Another Black Sea country, Ukraine, provides an indispensable air corridor for the U.S.-led antiterrorist coalition operating in Central Asia and Afghanistan. From October 2001 to date, more than 1,400 American and allied military flights have used the route from NATO Europe via Ukraine, the Black Sea, Georgia and Azerbaijan to reach the theater of operations. The U.S. and its allies, envisaging a military presence as long as necessary in Central Asia, will need to continue using this air route.

Until now, NATO's presence on the Black Sea has been confined to Turkey on that sea's southern rim. A staunch NATO ally, Turkey was among the first to argue even in the pre-Sept. 11 world that the alliance needed to secure the Black Sea's western rim permanently by admitting Bulgaria and Romania as members. With Hungary in NATO since 1999, the inclusion of Bulgaria and Romania would not only connect NATO Europe to Turkey and Greece at long last, but would provide the Western alliance with the most convenient access to the Black Sea and the South Caucasus.

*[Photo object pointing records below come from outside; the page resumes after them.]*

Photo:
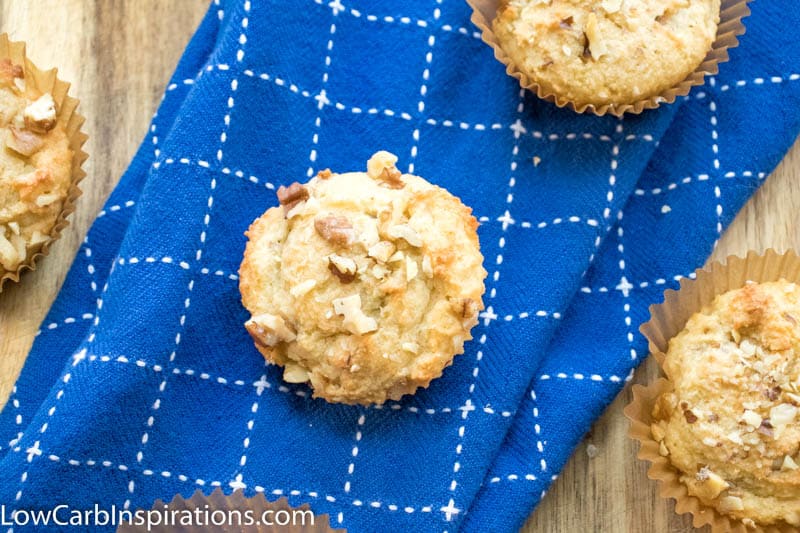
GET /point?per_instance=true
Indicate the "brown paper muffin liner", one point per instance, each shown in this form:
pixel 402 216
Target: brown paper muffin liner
pixel 66 106
pixel 730 27
pixel 667 320
pixel 236 503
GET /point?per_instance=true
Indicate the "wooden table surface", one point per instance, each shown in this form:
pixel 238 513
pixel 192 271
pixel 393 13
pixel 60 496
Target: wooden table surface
pixel 119 56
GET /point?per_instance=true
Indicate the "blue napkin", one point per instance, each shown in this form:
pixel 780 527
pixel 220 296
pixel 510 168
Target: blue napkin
pixel 143 382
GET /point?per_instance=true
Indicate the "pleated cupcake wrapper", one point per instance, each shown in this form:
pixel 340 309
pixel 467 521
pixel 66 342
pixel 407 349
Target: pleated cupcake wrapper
pixel 730 27
pixel 233 505
pixel 667 320
pixel 46 81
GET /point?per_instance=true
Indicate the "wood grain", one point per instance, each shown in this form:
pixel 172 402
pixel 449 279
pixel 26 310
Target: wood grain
pixel 119 56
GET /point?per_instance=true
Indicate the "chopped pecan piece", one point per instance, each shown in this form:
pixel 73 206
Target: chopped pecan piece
pixel 269 330
pixel 465 307
pixel 391 178
pixel 40 115
pixel 343 268
pixel 334 229
pixel 773 393
pixel 292 195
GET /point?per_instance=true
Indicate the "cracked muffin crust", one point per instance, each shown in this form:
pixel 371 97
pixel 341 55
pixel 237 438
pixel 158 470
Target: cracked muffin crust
pixel 607 52
pixel 35 167
pixel 731 424
pixel 363 284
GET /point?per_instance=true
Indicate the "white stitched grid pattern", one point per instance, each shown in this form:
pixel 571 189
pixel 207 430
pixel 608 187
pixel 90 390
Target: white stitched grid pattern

Facing Bulgaria and Romania directly across the Black Sea, Georgia forms in essential respects an extension of Southeastern Europe. President Eduard Shevardnadze has pointed to this fact, illustrated by the Traceca and pipeline projects and, now, by the prospect of NATO's southeastern enlargement. Within that context the U.S., the West European allies and Turkey agree on the imperative of safeguarding Georgia's independence. The recent U.S. decision to deploy special troops on a training-and-equipping mission to Georgia underscores that goal. Turkey, providing Georgia with a reliable strategic rear to the south, is second only to the U.S. as a source of security assistance to Georgia. Clearly, NATO's presence on the western Black Sea opposite Georgia would irreversibly anchor that country to its Western partners.

Ukraine welcomed NATO's first enlargement round in 1999 which included Ukraine's western neighbors Poland and Hungary. To the Ukrainians, this meant enhancing Ukraine's own security and stability on the western flank -- in essence, an insurance policy for the future. That flank of Ukraine was already fairly safe then. It is Ukraine's southern flank that shows a relative deficit of security and stability now, owing among other things to a frozen conflict in Moldova and the unraveling of that Communist-governed country, with ripple effects on Ukraine and further a field. Ukraine, therefore, again has every reason to welcome the stabilizing effect of a NATO that would become Ukraine's neighbor in the southwest as well.

NATO policy makers stand before an opportunity without precedent in history to bring the Baltic-Black Sea region permanently within the Western world. The basic prerequisites already exist, and are being reinforced daily by the aspirant countries themselves, through their homework on economic and political reforms and the membership action plans.

Progress is often uneven from country to country; but each of the seven countries seeking a membership invitation this year would bring with it a net advantage to the alliance in terms of location, political resolve, allied discipline and willingness to bear their share of military burdens. This they are already demonstrating through their participation in NATO exercises and allied operations in war-torn places, from the Balkans to Afghanistan. The aspirant countries' summit will help balance NATO's enlargement agenda, bringing its Baltic and Black Sea directions in harmony with each other and with the requirements of the post-September 11th world.